Reactions and read receipts carry meaning and order. A simple timestamp comparison drops that meaning. A reaction has to stay attached to the exact message version it applied to, not just the most recent write to that record. Even a read marker, simple as it looks, wants a furthest-forward rule rather than a latest-timestamp one, so a stale write arriving late can't pull it back.

How Do I Handle Message Edits and Deletes When a Device Was Offline?

When a message is edited or deleted, store the change as a new record instead of rewriting the message in place. A device that was offline can then replay those records in order and reach the same state as every other client, no matter how long it was away. The server decides what that state is, whether the current text or a deletion, and clients apply it rather than working it out themselves.

Each operation gets its own kind of record:

An edit is stored as a revision: a new record linked to the original message that contains the updated text. The reconnecting client sees the original and the revision that replaces it, and can show edit history if you want it.
A delete is stored as a tombstone: a small record that marks the message as removed, with a reason if available. The client applies it, and either shows "message deleted" or hides the message, never having to guess why it left the timeline.

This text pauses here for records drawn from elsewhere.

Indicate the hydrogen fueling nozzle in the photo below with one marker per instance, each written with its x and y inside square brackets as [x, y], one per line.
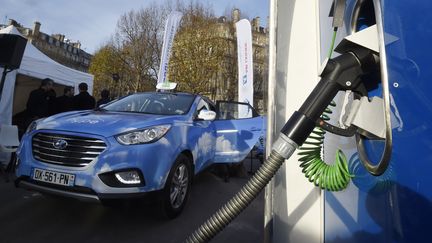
[341, 73]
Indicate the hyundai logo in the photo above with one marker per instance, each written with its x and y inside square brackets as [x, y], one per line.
[60, 144]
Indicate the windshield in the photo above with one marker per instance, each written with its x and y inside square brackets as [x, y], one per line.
[153, 103]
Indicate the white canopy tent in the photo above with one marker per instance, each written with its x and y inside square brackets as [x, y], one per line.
[35, 66]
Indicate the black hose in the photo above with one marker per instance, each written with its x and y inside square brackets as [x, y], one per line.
[239, 202]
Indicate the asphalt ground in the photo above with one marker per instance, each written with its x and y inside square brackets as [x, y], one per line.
[27, 216]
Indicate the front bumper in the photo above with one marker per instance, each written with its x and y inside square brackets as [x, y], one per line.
[80, 193]
[153, 161]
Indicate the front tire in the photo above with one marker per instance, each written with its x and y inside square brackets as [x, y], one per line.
[177, 187]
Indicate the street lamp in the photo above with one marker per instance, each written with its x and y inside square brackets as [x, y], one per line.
[116, 78]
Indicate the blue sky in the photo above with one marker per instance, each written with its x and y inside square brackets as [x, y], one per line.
[93, 21]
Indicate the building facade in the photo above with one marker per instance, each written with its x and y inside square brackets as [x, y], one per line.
[56, 46]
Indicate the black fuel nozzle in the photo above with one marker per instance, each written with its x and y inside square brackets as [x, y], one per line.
[341, 73]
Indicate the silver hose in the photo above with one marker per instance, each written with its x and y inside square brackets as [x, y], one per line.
[246, 195]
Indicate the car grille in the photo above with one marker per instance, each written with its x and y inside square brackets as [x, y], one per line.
[66, 150]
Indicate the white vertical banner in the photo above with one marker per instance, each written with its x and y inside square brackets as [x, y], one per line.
[245, 66]
[171, 25]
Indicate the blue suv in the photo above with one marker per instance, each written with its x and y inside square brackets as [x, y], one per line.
[140, 144]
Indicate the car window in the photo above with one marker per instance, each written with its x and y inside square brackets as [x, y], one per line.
[234, 110]
[153, 103]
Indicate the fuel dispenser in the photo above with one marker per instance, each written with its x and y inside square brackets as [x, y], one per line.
[370, 55]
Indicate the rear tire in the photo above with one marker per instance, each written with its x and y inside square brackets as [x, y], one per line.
[177, 187]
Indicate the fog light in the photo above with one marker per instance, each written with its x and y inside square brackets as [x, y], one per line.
[128, 177]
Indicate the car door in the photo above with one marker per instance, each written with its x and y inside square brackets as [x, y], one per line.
[202, 136]
[238, 128]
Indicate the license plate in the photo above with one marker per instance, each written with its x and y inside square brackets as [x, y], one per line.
[53, 177]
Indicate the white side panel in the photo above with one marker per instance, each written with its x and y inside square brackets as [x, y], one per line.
[297, 204]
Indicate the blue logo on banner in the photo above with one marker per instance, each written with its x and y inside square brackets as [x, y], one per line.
[244, 79]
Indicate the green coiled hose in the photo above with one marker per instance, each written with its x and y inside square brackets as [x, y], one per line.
[335, 177]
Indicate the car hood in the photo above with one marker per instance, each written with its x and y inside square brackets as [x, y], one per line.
[103, 122]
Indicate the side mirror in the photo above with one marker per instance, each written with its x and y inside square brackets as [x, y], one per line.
[207, 115]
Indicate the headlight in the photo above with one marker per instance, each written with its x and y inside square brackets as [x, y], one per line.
[31, 127]
[147, 135]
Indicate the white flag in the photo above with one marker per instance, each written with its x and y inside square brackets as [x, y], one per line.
[171, 26]
[245, 66]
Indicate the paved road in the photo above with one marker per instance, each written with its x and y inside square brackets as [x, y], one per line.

That makes server-authoritative merging the sensible default for message semantics. The server maintains a canonical representation of edits, deletions, reactions, and thread metadata, so moderation, search, notifications, and every client stay in agreement. Clients get simpler too, applying server decisions instead of negotiating them.

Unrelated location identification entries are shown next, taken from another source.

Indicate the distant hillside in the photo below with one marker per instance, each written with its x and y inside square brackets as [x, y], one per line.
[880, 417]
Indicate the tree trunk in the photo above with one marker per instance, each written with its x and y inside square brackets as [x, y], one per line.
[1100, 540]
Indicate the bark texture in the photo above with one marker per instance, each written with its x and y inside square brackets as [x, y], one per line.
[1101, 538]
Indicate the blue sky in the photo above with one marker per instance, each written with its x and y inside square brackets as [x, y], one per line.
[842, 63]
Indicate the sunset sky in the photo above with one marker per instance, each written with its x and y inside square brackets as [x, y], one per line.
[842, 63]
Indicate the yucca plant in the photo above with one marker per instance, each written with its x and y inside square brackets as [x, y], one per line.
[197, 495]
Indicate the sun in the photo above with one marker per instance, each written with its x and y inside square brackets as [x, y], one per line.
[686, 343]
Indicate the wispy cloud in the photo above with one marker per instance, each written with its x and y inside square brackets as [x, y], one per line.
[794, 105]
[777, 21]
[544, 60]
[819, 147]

The exception is genuinely collaborative content. Conflict-free Replicated Data Types (CRDTs) are designed for multiple devices editing the same object simultaneously and converging once they've all seen the same changes, with no central server arbitrating each write. A shared draft, a collaborative document, or a whiteboard inside your chat product fits that description.

The message timeline doesn't. Messages are immutable once sent, so they're append-only and carry none of the write-write conflicts that CRDTs exist to resolve. Reaching for one here adds metadata and merge complexity for a problem you don't have. Use a CRDT for the collaborative surface and a server-authoritative log for the messages around it.

Can I Just Use Push Notifications to Sync Messages?

No. Push notifications are a wake-up signal, not a transport for state.

FCM and APNs are both best-effort. FCM accepting a message doesn't mean it reached the device; it may sit in storage until the connection resumes, and a TTL controls how long the service keeps trying. APNs can reorder notifications and may hold them for up to thirty days, or drop them sooner, depending on the expiration you set.

A sync layer that trusts either one as its source of truth inherits all of that: dropped messages, out-of-order state, and data loss with no error to point at.

Push should do one narrow thing: wake the app to run the same delta sync it would on any reconnect. The notification can include a hint of what changed, but the actual data comes from the sync endpoint. That keeps correctness independent of a delivery channel you don't control.

The Default That Survives Bad Networks

These answers point to one simple architecture:

Keep durable content in a server-authoritative log with stable IDs and a defined order, and have clients reconcile against it with a delta sync on reconnect.
Make every client write idempotent and queue it in durable local storage, so retries are safe, and nothing is lost if the app is killed.
Expire ephemeral state instead of replaying it, record deletes as tombstones, and reduce pushes to wake-ups that trigger a sync.

None of it is exotic, but it has a lot of moving parts, and the failures show up only on bad networks and across multiple devices, when they're hardest to reproduce. Stream Chat handles offline storage, reconnection, and state sync, so reconnect ordering and delta reconciliation are built in rather than rediscovered one bug at a time.

Whatever you build on, the decision that matters most is the durable, ordered log underneath. It's what lets a client reconnect after a long gap and still end up correct, and it's the hardest part to add once everything else is already in place.